Connect via MCP →

Enter Calculation

Formula

Advertisement

Results

P(X = k) — Exact Probability
0.4096
probability of exactly k successes
Binomial coefficient C(n,k) 5
P(X ≤ k) cumulative 0.67232
P(X ≥ k) cumulative 0.73728
Mean (n·p) 4
Standard deviation 0.8944

What is the Binomial Probability Calculator?

This calculator finds the probability of obtaining exactly k successes in n independent trials, where each trial has the same probability of success p. Situations like flipping a coin a fixed number of times, counting defective items in a batch, or measuring how many free throws a player makes all follow the binomial distribution.

Bar chart of a binomial distribution with one bar highlighted
A binomial distribution showing the probability of each possible number of successes, with one outcome \(P(X=k)\) highlighted.

How to use it

Enter the number of trials (n), the number of successes you are interested in (k), and the probability of success on a single trial (p, between 0 and 1). The calculator returns the exact probability \(P(X = k)\), the two cumulative probabilities \(P(X \le k)\) and \(P(X \ge k)\), plus the distribution mean and standard deviation.

The formula explained

The binomial probability formula is:

$$P(X = k) = \binom{n}{k} \, p^{\,k} \, (1 - p)^{\,n - k}$$

Here \(C(n,k)\) is the binomial coefficient (the number of ways to arrange k successes among n trials), \(p^{k}\) is the probability of those k successes, and \((1 - p)^{n - k}\) is the probability of the remaining n − k failures. The mean of the distribution is \(n \cdot p\) and the standard deviation is \(\sqrt{n \cdot p \cdot (1-p)}\).
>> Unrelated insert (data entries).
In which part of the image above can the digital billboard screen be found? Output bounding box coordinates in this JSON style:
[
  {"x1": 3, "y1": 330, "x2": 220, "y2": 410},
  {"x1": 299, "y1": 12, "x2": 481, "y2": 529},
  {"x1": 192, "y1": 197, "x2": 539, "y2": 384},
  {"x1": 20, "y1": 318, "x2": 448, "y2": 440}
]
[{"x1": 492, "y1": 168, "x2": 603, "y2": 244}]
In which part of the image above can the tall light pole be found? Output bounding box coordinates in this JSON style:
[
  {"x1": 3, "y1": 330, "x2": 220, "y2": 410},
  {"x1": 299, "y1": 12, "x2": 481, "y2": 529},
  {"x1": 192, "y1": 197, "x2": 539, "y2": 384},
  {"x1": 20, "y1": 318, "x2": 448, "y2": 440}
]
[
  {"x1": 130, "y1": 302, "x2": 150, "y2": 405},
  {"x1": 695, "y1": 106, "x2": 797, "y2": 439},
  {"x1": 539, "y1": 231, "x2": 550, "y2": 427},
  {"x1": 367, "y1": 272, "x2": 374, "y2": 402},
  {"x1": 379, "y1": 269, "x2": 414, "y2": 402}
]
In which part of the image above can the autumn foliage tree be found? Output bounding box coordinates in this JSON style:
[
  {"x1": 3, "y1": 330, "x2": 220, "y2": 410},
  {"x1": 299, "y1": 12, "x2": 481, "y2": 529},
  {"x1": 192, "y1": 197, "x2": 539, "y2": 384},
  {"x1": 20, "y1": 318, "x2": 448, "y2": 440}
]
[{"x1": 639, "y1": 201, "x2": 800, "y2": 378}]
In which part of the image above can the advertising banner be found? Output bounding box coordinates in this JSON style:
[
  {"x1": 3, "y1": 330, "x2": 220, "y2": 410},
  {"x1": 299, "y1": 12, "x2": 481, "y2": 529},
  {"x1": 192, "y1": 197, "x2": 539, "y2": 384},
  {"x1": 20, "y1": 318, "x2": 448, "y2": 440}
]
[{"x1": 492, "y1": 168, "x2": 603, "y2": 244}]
Three components of the binomial formula shown as connected boxes
The formula combines the number of ways to choose k successes with the probability of those successes and failures.

Worked example

Suppose you flip a fair coin 10 times (n = 10, p = 0.5) and want the probability of exactly 3 heads (k = 3). \(C(10,3) = 120\), so $$P = 120 \cdot 0.5^{3} \cdot 0.5^{7} = 120 \cdot 0.0009765625 = \mathbf{0.1171875}$$ about 11.7%.

More Worked Examples

Each example uses the binomial probability formula \(P(X = k) = \binom{n}{k} p^{k}(1-p)^{n-k}\), where \(n\) is the number of independent trials, \(p\) is the probability of success on each trial, and \(k\) is the number of successes of interest.

Example 1 — Defective items, P(X ≤ 2)

A shipment has a defect rate of \(p = 0.05\). In a random sample of \(n = 20\) items, what is the probability that at most 2 are defective? We need \(P(X \le 2) = P(0) + P(1) + P(2)\).

  • \(P(0) = \binom{20}{0}(0.05)^0(0.95)^{20} = 1 \cdot 1 \cdot 0.358486 = 0.358486\)
  • \(P(1) = \binom{20}{1}(0.05)^1(0.95)^{19} = 20 \cdot 0.05 \cdot 0.377354 = 0.377354\)
  • \(P(2) = \binom{20}{2}(0.05)^2(0.95)^{18} = 190 \cdot 0.0025 \cdot 0.397214 = 0.188677\)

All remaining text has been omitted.